For a behind the scenes look at political campaigns, Walter Mears, a veteran political correspondent for the Associated Press, will present “Tales from 11 Presidential Campaigns.”
The lecture will be held on Wednesday, Feb. 11, at 7 p.m. in the Mancheski Executive Seminar Room of the Lender School of Business Center.
This event is free and open to the public.
He is the author of the new book “Deadlines Past,” which covers 11 national campaigns, beginning with Kennedy vs. Nixon.
Professor Paul Janensch, a professor of journalism, said he spoke with Mears a number of times when he was covering national politics.
Janensch was the top editor of three newspapers that belonged to The Associated Press.
“I heard him speak last fall to a conference of New England newspaper editors. His comments were full of insights and humor, and soon after he finished, I asked him if he could come to Quinnipiac,” Janensch said.
Mears began with the Associated Press in Boston while still a student at Middlebury College in Vermont.

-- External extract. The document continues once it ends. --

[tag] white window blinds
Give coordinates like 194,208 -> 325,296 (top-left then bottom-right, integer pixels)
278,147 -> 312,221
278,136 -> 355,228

“Upon graduating, he was hired by the Associated Press as a full-timer, covering all kinds of news. He then opened an Associated Press bureau in Montpelier, the capital of Vermont, where he covered state government and politics,” he said. “He was reassigned to Boston and started covering Sen. John F. Kennedy’s campaign for president. Since then he has covered every presidential election through 2000.”
One of Janensch’s goals of Mears’ lecture is to encourage faculty to include information from the lecture in their spring course plans.
“Students who are now taking or will take courses in communications, political science and American history will learn more about American politics from listening to Mears for one hour than they will from a 600-page textbook,” Janensch said.
Janensch said he felt Mears would be an asset to the student body because he will offer an insider’s view of what really occurs in a presidential campaign.
“Presidential campaigns are messy,” he said. “Often candidates are not what they seem; our primaries, conventions and Electoral College are clumsy and inefficient but miraculously, the system works pretty well.”